Coming Up Roses brings together five artists; Wenhui Hao, Preslav Kostov, Jemima Murphy, James Shaw and Xu Yang, in an exhibition that explores the intricate interplay of memory, emotion, and nostalgia.
Places both real and imagined; fields, trees, and pathways become vessels of collective and individual memory, where time lingers in the air and the smallest movements can stir long-buried emotions. The body, as both a witness and a keeper of these sensations, recalls the past not just through thought but through sensation, gesture, and rhythm. The exhibition invites reflection on the enduring presence of the past within us, considering how personal experience is inscribed across both the body and the natural world. In this space, nostalgia becomes tactile, etched into the earth, marked on the canvas.

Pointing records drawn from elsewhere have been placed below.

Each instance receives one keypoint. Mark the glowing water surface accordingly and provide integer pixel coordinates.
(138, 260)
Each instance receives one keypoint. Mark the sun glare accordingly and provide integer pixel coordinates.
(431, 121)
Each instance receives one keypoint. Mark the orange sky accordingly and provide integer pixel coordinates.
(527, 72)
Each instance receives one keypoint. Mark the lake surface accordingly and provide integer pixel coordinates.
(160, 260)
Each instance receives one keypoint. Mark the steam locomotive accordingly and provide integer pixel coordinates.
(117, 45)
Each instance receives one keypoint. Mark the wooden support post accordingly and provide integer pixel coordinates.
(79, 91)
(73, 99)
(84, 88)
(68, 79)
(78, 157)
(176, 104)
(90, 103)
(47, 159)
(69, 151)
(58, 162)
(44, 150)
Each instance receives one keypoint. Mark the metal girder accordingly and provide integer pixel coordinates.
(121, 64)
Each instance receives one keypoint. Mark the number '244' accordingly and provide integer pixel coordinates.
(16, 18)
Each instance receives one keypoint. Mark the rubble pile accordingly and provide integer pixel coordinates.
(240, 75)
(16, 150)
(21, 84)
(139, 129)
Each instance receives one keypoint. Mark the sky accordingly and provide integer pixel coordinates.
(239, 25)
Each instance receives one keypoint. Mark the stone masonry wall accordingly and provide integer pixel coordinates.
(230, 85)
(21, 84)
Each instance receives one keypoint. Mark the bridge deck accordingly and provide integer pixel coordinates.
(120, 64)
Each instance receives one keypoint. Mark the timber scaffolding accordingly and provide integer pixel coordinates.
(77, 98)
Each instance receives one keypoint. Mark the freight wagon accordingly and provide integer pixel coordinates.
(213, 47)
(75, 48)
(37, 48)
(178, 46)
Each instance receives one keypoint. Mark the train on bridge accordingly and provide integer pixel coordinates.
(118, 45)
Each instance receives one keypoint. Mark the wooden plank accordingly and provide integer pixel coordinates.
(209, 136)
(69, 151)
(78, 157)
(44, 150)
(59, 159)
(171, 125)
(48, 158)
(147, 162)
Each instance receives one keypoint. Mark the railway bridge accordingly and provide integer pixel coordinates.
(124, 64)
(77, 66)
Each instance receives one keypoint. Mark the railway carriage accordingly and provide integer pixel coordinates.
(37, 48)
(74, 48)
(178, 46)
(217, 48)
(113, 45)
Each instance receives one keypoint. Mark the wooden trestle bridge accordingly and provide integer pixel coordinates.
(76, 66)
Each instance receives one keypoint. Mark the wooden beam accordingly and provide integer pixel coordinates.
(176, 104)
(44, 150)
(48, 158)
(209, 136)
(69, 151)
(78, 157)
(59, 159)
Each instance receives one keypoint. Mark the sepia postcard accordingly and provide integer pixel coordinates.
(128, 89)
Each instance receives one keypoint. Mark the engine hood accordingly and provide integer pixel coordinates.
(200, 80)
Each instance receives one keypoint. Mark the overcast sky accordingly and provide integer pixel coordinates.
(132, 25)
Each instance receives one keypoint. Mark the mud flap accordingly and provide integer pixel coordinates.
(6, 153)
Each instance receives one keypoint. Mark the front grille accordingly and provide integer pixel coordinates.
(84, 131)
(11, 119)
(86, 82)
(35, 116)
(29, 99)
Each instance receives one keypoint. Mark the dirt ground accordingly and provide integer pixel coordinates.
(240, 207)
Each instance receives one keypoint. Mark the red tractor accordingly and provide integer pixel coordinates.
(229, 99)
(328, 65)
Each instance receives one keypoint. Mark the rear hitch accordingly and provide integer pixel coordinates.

The title of the exhibition signifies a difficult time passing - an emergence from the undergrowth, a tender return to light. Embodying the spirit of historical periods such as The Rococo and Baroque, the exhibition is filled with movement, expression and boldness. Paying homage to Jean-Honoré Fragonard’s The Swing (1767 - 1768), James Shaw will present a functional swing sculpture, allowing visitors to experience and become a part of the show in a playful way. Subtly is cast aside, and in vibrant contrast to the season, the works embrace colour as a gesture of renewal and optimism.
Wenhui Hao (b. 2000), is a Chinese abstract painter who graduated from Royal College of Art in 2024. Her work merges subjective emotion with social and political concerns, emphasising the fragility, sensitivity, and spirituality of humanity. Exploring themes of female desire, bodily experience, and violence, she employs figurative and deconstructive gestures that cascade into imbalance. Hao views painting as both suturing and undoing, reflecting the complex terrain between harm and tenderness, destruction and restoration.
Preslav Kostov (b. 1998), is a London based painter focusing on the contemporary figure, graduating from the Royal College of Art in 2023. His practice grapples with the instability of the figure in contemporary image culture. Through accumulation, erasure, and distortion, his paintings hover between observation and invention, where bodies appear partially seen, misremembered, or withheld. Drawing on motifs of leisure and intimacy, Kostov’s fractured grounds sustain ambiguity as a structural condition, opening space for affect, distance, and doubt.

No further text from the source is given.